India as emerged as the fast-growing alternative to Chinese markets, where investors are willing to overlook the risks involving overprices shares, upcoming 2024 Lok Sabha elections and regulatory uncertainty.

Vikas Pershad, portfolio manager for Asian equities at M&G Investments told Reuters, “The recent rally notwithstanding … the upcoming elections notwithstanding, I think India is a good market for long term investors.”

Meanwhile, Chinese market are experiencing their worst week in years as Shanghai Composite Index briefly fell more than 3%, hitting its lowest level in five years on Monday. Last week, the index fell 6.2 percent.

Nifty, Sensex spike expected in FY2025

Goldman Sachs sees the Nifty index, currently around 22,000, hitting 23,500 by the end of 2024, while local brokerage ICICI Securities expects a nearly 14% jump. ICICI Direct also predicted that pre-election rally will lead to Nifty touching 23,400 in June this year.
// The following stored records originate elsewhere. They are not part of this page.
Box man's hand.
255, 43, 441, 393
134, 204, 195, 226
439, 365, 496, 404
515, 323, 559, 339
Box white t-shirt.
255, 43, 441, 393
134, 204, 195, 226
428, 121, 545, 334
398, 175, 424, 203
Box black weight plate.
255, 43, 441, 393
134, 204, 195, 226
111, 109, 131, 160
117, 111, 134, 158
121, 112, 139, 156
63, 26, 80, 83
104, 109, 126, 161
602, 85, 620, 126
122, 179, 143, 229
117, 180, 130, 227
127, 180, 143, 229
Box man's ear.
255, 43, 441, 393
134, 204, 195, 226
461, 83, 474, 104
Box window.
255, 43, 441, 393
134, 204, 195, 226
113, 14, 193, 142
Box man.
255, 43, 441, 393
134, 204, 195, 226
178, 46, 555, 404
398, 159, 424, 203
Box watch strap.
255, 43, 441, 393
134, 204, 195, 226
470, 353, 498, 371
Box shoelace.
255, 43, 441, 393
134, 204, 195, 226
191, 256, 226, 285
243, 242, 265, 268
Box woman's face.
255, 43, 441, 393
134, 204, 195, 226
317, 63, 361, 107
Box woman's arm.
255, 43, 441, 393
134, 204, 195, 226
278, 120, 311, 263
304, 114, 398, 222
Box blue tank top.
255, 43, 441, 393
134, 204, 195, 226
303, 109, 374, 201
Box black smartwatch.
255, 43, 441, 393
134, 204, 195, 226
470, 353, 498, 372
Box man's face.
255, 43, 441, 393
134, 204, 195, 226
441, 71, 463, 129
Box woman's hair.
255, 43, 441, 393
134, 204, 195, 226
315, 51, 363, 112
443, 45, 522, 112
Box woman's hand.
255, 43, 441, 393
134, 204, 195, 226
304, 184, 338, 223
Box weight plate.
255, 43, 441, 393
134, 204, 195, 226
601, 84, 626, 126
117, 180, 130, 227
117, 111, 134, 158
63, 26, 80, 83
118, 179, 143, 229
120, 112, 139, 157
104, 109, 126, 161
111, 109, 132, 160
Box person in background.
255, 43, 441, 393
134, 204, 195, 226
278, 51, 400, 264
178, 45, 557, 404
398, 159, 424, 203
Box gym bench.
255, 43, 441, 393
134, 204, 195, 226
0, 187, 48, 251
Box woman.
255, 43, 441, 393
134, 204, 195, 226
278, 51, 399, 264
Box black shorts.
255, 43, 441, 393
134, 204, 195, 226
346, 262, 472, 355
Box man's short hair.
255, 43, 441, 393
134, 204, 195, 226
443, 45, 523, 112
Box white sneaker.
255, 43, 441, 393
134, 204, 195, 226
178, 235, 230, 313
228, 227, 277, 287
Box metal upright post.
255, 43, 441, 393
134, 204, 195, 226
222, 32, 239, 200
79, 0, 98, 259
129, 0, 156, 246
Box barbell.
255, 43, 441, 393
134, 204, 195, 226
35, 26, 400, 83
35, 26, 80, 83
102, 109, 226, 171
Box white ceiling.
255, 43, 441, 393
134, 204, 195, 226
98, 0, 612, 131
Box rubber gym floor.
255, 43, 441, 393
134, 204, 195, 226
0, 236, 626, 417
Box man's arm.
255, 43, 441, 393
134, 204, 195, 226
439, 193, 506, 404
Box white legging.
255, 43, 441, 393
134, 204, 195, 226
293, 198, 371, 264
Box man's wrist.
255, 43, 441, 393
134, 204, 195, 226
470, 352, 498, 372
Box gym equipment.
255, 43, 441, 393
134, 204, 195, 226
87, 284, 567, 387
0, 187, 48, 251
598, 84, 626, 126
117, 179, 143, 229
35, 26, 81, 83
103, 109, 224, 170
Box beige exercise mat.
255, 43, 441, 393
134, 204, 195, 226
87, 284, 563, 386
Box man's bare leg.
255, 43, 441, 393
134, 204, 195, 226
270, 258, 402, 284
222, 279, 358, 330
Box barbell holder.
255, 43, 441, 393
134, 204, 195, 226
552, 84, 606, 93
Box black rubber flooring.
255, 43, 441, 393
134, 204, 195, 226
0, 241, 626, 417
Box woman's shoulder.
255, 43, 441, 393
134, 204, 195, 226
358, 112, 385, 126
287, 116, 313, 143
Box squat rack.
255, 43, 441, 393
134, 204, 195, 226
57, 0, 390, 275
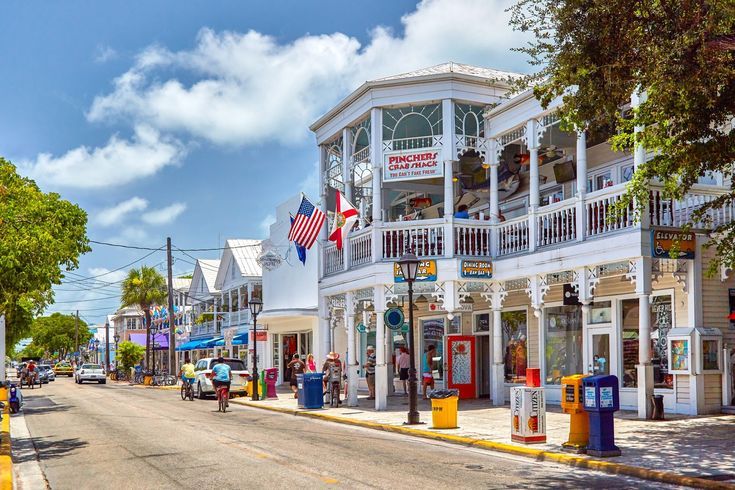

ICICI Direct further said that the median market returns for election years has been 17 percent over the past three decades, which have seen seven general elections so far.

The market has become one of the world’s most expensive ones. The 12-month forward price-to-earnings ratio, a widely used valuation measure, is 22.8 for the Nifty 50, three times China’s and higher even than the U.S. S&P 500 valuation at 20.23, according to LSEG data.